Umaaraw, Umuulan: Predicting Rainfall Occurrences in the Philippines
This is a mini-project was created in collaboration with Elkan Pagobayan for our Big Data and Cloud Computing class.
Summary
As one of the most common weather conditions, rainfall occurrence is usually monitored since it has impact on various industries. As a country within the typhoon belt, the Philippines is exposed to natural hazards such as flooding and soil erosion. In this study, we utilized the weather data available from the General Surface Summary of Day (GSOD Dataset) from the National Centers for Environmental Information, a US government sub-branch that focuses on archiving environmental data. Specifically, we want to answer the question “How do we develop a machine learning model that can forecast rainfall occurrence in the Philippines?”.

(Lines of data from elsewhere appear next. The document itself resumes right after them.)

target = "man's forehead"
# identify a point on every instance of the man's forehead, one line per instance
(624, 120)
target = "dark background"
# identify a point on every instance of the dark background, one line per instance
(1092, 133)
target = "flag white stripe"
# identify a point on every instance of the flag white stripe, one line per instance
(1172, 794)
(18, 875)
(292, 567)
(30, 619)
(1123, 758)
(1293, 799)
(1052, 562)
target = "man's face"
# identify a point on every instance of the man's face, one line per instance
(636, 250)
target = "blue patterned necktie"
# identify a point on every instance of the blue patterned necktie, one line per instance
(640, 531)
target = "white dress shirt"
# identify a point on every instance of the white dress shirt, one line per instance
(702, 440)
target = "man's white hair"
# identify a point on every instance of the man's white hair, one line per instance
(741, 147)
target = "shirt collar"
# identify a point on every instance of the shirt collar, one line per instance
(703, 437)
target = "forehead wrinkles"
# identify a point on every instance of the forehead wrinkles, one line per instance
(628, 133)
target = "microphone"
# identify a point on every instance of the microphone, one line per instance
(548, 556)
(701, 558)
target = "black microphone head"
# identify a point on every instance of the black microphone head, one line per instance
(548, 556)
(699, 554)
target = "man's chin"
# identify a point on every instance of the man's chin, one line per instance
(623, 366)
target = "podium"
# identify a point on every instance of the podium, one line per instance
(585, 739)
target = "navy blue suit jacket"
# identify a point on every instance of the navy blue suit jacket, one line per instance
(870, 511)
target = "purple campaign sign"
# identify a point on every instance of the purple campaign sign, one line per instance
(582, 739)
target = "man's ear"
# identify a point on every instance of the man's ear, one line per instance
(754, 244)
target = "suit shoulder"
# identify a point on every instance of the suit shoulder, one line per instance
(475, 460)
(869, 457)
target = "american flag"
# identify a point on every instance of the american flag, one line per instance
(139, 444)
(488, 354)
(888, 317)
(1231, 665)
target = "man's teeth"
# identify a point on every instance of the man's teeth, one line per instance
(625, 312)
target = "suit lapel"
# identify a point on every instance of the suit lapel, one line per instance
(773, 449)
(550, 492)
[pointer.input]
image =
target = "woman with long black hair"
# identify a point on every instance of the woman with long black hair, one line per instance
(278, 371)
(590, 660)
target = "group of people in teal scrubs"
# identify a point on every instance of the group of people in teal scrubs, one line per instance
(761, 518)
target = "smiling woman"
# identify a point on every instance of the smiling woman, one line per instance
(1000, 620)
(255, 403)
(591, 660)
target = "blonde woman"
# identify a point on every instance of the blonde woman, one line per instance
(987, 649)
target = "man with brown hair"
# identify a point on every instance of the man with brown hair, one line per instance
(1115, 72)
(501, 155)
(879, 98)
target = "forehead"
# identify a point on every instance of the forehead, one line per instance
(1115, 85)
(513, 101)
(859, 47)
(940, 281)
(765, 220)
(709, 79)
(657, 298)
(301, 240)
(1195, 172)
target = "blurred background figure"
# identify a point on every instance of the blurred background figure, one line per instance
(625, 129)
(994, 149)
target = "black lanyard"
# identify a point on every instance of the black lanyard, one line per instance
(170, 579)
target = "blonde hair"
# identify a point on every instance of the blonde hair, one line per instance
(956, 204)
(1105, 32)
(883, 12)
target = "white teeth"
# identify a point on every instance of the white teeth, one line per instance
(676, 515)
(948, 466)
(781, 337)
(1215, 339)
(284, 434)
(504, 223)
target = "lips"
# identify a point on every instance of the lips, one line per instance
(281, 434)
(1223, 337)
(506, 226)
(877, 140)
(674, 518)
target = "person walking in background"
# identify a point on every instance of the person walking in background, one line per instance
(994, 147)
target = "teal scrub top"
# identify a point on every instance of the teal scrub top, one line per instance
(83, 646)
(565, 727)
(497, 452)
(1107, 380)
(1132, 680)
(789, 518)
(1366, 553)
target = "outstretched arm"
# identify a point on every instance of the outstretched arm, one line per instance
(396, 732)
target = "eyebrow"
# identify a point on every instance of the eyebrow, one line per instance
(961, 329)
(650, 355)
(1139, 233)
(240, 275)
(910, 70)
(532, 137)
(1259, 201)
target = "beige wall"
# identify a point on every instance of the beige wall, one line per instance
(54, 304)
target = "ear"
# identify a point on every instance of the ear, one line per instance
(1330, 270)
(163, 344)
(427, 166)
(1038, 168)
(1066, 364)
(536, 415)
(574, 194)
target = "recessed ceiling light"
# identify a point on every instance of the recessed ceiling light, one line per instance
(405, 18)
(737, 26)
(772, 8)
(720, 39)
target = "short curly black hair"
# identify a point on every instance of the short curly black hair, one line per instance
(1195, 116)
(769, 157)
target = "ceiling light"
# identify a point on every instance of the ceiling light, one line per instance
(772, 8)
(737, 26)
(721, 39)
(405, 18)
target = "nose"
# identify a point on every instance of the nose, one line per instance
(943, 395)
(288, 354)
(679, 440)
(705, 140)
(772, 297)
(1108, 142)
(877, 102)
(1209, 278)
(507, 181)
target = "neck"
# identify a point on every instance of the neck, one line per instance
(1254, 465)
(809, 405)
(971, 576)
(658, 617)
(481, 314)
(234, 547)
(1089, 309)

To implement this, we used Apache Spark from data processing to the development of machine learning models that forecasts rainfall occurrence. To develop a predictive model for rainfall occurrence in the Philippines, we extracted 17 years (equivalent to 8.2 GB raw data) of GSOD Dataset from the public Amazon Web Services (AWS) S3 bucket. 310, 983 observations collected over 17 years from 72 PH weather stations were extracted from the raw dataset. Then, we preprocessed the data and provided the relevant statistics through an exploratory data analysis. Lastly, we developed an accurate machine learning model that predicts rainfall occurrences in Philippine weather stations. Classification models such as Logistic Regression, Random Forest, Linear SVC, and Gradient Boosted Trees were explored. All four models were able to beat the 66.24% baseline accuracy but the best model (Random Forest Classifier) reached an accuracy of 77%. Precipitation, Mean Temperature and Thunder Occurrences were the most important variables to predict rain occurrence on a specific day. These results would help different sectors in the Philippines in their decision-making based on their expected rainfall occurrence. We acknowledge that the scope of this study has its limitations. Hyperparameter-tuning, regression model approach and adding other features can be done as an extension of this study.